Il avait recommandé de clôturer les lieux et d’installer des panneaux d’avertissement contre le danger représenté par la baignade, proposant même d’interdire purement et simplement cette dernière (une clôture a été dressée du côté de la route menant à l’usine, mais le site est encore accessible depuis la plage). Il avait également appelé le ministère de la Santé et le conseil municipal à tester des échantillons de sable et d’eau de mer pour examiner la présence de mercure sur les plages officielles d’Akko. Les échantillons du ministère de la Santé avaient révélé une « pollution continue et hautement inquiétante au mercure », réclamant également que la pêche soit interdite dans la zone – en vain.

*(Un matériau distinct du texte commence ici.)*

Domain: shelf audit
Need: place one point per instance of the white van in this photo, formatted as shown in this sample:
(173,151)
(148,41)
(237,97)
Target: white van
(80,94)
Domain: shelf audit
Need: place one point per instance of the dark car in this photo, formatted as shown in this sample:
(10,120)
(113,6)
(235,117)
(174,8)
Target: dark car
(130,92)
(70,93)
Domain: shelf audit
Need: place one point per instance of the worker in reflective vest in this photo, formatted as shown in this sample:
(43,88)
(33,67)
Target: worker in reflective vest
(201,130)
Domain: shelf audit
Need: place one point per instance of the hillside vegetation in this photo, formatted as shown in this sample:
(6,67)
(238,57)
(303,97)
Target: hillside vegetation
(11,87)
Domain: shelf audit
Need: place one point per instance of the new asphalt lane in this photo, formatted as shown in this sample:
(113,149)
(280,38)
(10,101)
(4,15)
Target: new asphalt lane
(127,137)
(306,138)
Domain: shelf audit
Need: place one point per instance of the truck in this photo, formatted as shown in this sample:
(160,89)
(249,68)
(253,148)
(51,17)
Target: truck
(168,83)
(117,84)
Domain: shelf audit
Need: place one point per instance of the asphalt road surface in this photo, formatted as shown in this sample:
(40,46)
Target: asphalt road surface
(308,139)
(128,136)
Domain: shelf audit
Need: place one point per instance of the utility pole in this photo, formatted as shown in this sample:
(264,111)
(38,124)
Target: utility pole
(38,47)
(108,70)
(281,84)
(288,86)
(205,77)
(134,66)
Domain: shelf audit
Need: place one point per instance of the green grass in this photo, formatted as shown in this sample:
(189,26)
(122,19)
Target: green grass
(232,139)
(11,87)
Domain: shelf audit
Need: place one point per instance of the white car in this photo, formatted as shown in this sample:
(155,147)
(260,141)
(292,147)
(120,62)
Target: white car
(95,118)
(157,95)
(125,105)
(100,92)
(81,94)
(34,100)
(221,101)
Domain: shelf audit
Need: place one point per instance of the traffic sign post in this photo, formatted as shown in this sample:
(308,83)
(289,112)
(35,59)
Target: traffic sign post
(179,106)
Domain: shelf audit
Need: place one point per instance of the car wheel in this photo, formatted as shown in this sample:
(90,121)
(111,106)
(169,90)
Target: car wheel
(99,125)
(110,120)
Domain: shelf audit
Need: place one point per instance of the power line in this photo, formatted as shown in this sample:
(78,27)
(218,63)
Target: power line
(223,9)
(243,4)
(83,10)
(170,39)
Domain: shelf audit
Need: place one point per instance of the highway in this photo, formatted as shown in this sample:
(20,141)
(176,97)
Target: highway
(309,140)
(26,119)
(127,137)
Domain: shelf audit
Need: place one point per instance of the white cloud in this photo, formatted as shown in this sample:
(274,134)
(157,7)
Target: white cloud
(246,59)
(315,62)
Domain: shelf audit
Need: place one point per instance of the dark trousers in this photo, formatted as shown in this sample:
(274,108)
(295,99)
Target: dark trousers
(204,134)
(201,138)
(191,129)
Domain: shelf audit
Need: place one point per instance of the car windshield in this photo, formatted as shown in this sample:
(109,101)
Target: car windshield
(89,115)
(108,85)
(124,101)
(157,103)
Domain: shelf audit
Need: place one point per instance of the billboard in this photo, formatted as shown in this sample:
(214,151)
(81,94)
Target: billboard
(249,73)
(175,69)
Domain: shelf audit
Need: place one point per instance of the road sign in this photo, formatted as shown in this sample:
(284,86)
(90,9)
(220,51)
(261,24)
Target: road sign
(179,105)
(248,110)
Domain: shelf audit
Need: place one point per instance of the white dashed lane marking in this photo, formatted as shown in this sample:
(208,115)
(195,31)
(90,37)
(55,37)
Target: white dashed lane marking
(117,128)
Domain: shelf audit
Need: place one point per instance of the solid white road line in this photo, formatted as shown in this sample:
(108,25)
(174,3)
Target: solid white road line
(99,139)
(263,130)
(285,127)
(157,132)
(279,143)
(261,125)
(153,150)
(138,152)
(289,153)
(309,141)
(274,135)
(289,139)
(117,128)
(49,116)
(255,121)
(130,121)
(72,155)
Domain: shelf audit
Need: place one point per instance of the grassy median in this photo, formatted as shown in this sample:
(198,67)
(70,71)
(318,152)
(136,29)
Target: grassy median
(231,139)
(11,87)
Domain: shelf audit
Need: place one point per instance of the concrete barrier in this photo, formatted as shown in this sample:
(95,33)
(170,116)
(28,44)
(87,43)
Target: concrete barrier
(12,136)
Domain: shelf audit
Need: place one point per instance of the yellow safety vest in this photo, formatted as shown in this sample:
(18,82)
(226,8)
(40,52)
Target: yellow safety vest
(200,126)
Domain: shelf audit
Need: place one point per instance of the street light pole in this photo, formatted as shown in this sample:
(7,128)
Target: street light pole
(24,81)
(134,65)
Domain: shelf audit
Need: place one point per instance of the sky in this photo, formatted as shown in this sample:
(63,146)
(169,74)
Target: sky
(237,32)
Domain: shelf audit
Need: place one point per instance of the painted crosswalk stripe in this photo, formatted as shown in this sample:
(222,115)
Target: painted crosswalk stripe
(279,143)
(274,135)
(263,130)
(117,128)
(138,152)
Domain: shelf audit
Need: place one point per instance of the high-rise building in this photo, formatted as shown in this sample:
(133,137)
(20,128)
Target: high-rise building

Dans un avis professionnel soumis à la cour, l’économiste et ancienne scientifique en chef du ministère de l’Environnement, Sinaia Netanyahu, précise que les dommages subis par la santé publique et l’environnement, au cours des années d’exploitation de l’usine, s’élèvent à des milliards de shekels. Aujourd’hui, le coût annuel issu de la contamination des nappes phréatiques, des plages et des écosystèmes marins peut être estimé à 260 millions de shekels, écrit-elle.
Un communiqué émis par Delek Yam Maagan, qui a été notifié de la plainte déposée au tribunal au mois d’avril, a expliqué que le site avait été acheté à l’Etat dans un environnement déjà pollué après des décennies de négligence. « Dans le cadre de l’acquisition de ces terrains, Yam Maagan a promis de nettoyer la parcelle et de la mettre dans un état suffisant pour le développement et l’avancée d’un projet mené par l’entreprise avec un investissement de millions de shekels », continue le communiqué.
Des sources liées à la compagnie ont indiqué au Times of Israel que Delek Yam avait d’ores et déjà investi des dizaines de millions de shekels pour nettoyer les produits polluants et réaliser des études, et que la firme fournirait un rapport complet sur le traitement et la remise en état du site aux autorités au cours du premier trimestre 2021.
Interrogé sur la consommation de poisson dans les restaurants d’Akko, Jack Silverman, éminent chercheur à l’IOLR, a indiqué que « si vous demandez au propriétaire d’où vient le poisson et qu’il vous répond qu’il vient de la baie d’Akko, je vous conseille d’éviter de le commander ».